Schweizerische Erstaufführung in einer Koproduktion mit der Lyric Opera of Chicago

L'amore dei tre re

von Italo Montemezzi (1875-1952) - Libretto von Sem Benelli nach seinem gleichnamigen 'poema tragico' (1910)

Musikalische Leitung
Inszenierung
Regiemitarbeit
Ausstattung
Lichtgestaltung
Chor

 

Marcello Viotti
David Pountney
Nicola Raab
johan Engels
Jürgen Hoffmann
Ernst Raffelsberger

 

Archibaldo
Manfredo
Avito
Flaminio
Ein junger Mann
Fiora
Magd
Eine junge Frau
Eine alte Frau

 

Samuel Ramey
Stephan Pyatnychko
Antonello Palombi*
Miroslav Christoff*
Matthias Aeberhard*
Paoletta Marrocu*
Hélène Hebrard*
Jennifer Rouse*
Ursula Ferri*

* Rollendebüt

Chor des Opernhauses Zürich
Orchester der Oper Zürich

 

Ein musikalischer Krimi wiederentdeckt

Dem Dirigenten Marcello Viotti, dem Regisseur David Pountney und dem Zürcher Opernintendanten Alexander Pereira ist es zu verdanken, daß Italo Montemezzis selten gespieltes Hauptwerk L'amore dei tre re an einem der führenden Opernhäuser wiederentdeckt wurde und zur Erstaufführung in der Schweiz gelangte. Die Oper war am 10. April 1913 mit großer Akzeptanz an der Mailänder Scala unter der Stabführung von Tullio Serafin uraufgeführt worden und erlebte ein Jahr später eine sensationelle Erstaufführung in New York unter Arturo Toscanini. Vor dem zweiten Weltkrieg stand die Oper vor allem in Amerika regelmäßig auf dem Spielplan, danach geriet das Werk in Europa und in Amerika weitgehend in Vergessenheit. Es ist diesem spannenden, gefühlsgeladenen Opernkrimi zu wünschen, daß ihm ein ähnlicher Siegeszug durch die Opernhäuser der Welt gelingt, wie Giordanos Fedora, die vor zwanzig Jahren in Zürich wiederbelebt wurde.
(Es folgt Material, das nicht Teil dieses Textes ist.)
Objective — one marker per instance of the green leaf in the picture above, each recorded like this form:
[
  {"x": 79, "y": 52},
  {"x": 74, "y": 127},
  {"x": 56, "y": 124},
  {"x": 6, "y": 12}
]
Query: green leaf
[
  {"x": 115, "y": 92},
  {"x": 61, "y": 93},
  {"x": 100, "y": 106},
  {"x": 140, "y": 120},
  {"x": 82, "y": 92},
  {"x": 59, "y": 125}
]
Zu entdecken galt es in der Zürcher Produktion von Montemezzis Drama um die 'Liebe dreier Könige' neben einer dichten, farbenreichen Musik vor allem junge Stimmen, die sich neben dem Star Samuel Ramey als alten, blinden König Archibaldo hervorragend in Szene setzten. Allen voran der ukrainische Bariton Stephan Pyatnychko als Manfredo, dem Sohn Archibaldos, der seine Frau Fiora über alles liebt, die ihm gegenüber aber kalt und abweisend ist. Die Prinzessin des von Archibaldo besetzten, italienischen Phantasie- Königreichs Altura hat ihren Mann nur aus Staatsräson geheiratet, um ihrem Volk den Frieden zu geben. Eigentlich war sie dem rechtmäßigen Herrscher Avito, dem Prinzen von Altura, versprochen gewesen, mit dem sie nun ein Liebesverhältnis im Schloß des Königs Archibaldo und ihres Mannes Manfredo führt. Dieses Liebesverhältnis wird durch die kriegsbedingte häufige Abwesenheit Manfredos und die Blindheit Archibaldos begünstigt, zudem Archibaldos Diener Flaminio aus Partriotismus Fiora und Avito deckt. Archibaldo entlarvt dennoch seine untreue Schwiegertochter, die er selbst heimlich begehrt und deren Ermordung im Affekt zu einer Befriedigung auch seiner sexuellen Begierden wird. Ihre stolze Weigerung, den Namen ihres Liebhabers preiszugeben, läßt ihn sie erdrosseln. Mit einem starken Gift auf ihren Lippen geträufelt hofft er, den Liebhaber, der seiner Geliebten noch im Tode einen letzten Kuß geben wird, zu überführen und zu töten. Archibaldos Rechnung geht auf, wenn auch anders, als gedacht.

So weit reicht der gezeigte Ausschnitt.